Suzy was such a character. Not just beautiful but also a funny horse. She could stand on her hind legs like a circus horse. Not hurling herself over backwards, not pulling away from a rope. Just standing up like she wanted a better view. She could even take a step or two while she was up there. She was a pocket horse. She loved people like her own kind. She trusted us completely and had no fear. I have missed her while she was away. Now I will keep missing her until it stops aching.
I was so proud of her. She started her training very badly, bucking her trainer off. I had to bring her back from that. It took me a long time but I got her to where she knew bucking was not okay and even if people were usually fun, you can’t go bucking them off. We can’t take that joke. She got some riding after that which confirmed that she had given up bucking. When she went into full time training and the trainer said “she knows what her job is,” I felt so proud of her and of me. I was so proud.

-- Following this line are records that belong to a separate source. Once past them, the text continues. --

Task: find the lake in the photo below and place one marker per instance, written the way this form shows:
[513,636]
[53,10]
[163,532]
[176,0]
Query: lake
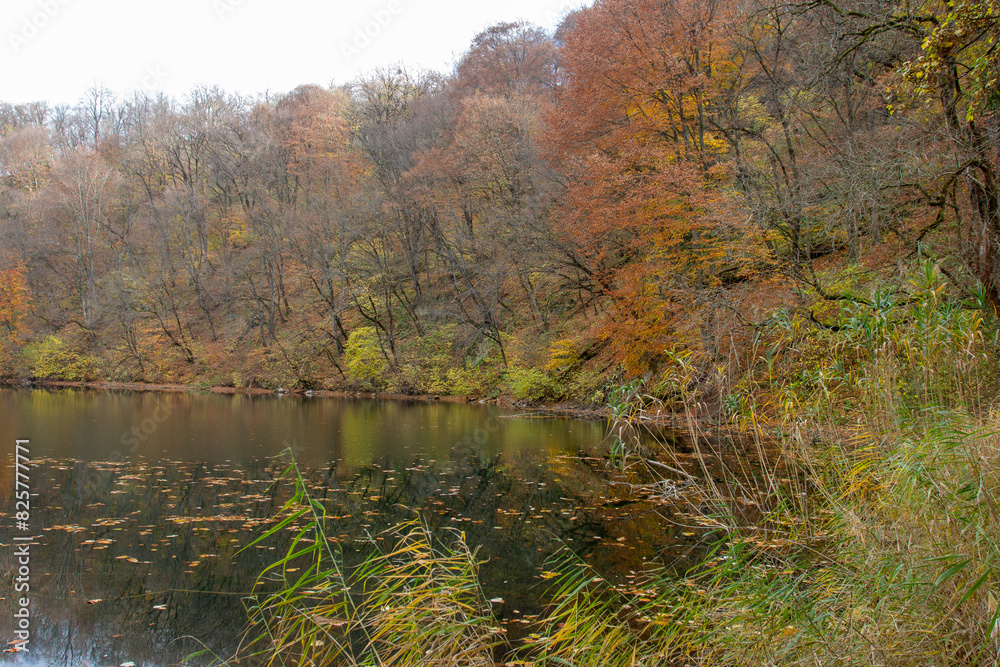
[142,502]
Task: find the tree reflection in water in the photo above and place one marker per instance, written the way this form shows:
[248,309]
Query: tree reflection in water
[137,559]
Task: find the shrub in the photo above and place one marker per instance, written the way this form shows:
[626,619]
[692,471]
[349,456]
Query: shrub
[365,361]
[529,384]
[50,358]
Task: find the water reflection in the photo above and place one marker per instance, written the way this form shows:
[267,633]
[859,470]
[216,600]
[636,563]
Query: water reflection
[139,553]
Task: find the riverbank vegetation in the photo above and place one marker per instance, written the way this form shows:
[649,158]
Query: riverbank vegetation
[779,222]
[850,519]
[543,222]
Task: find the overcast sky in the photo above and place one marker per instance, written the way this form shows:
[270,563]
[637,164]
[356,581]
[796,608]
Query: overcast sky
[54,50]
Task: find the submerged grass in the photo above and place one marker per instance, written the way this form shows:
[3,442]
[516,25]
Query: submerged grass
[413,599]
[865,532]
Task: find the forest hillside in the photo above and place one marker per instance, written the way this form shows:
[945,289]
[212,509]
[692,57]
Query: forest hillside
[727,183]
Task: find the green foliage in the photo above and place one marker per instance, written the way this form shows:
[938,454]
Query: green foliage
[365,361]
[413,600]
[529,384]
[562,355]
[51,359]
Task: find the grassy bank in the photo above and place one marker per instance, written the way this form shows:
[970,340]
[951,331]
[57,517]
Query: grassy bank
[850,516]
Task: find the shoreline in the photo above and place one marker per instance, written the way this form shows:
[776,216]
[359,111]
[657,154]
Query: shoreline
[532,410]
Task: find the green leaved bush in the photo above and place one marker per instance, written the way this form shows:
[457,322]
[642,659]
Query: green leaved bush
[366,363]
[53,359]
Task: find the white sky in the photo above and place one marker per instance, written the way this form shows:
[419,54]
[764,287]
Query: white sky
[54,50]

I should have brought her home. I don’t know what happened but I wish I had brought her home.
A little while later…
Suzy’s death made me cry for the first time since this pandemic started. I worried I might not be able to stop. I’m still leaking a bit but I suppose that is healthy. I feel the mania ebbing. That doesn’t mean I don’t still plan to be able to feed the village come September but I don’t feel quite so frantic about it. Thank you, Suzy, for your beautiful life and my connection to it.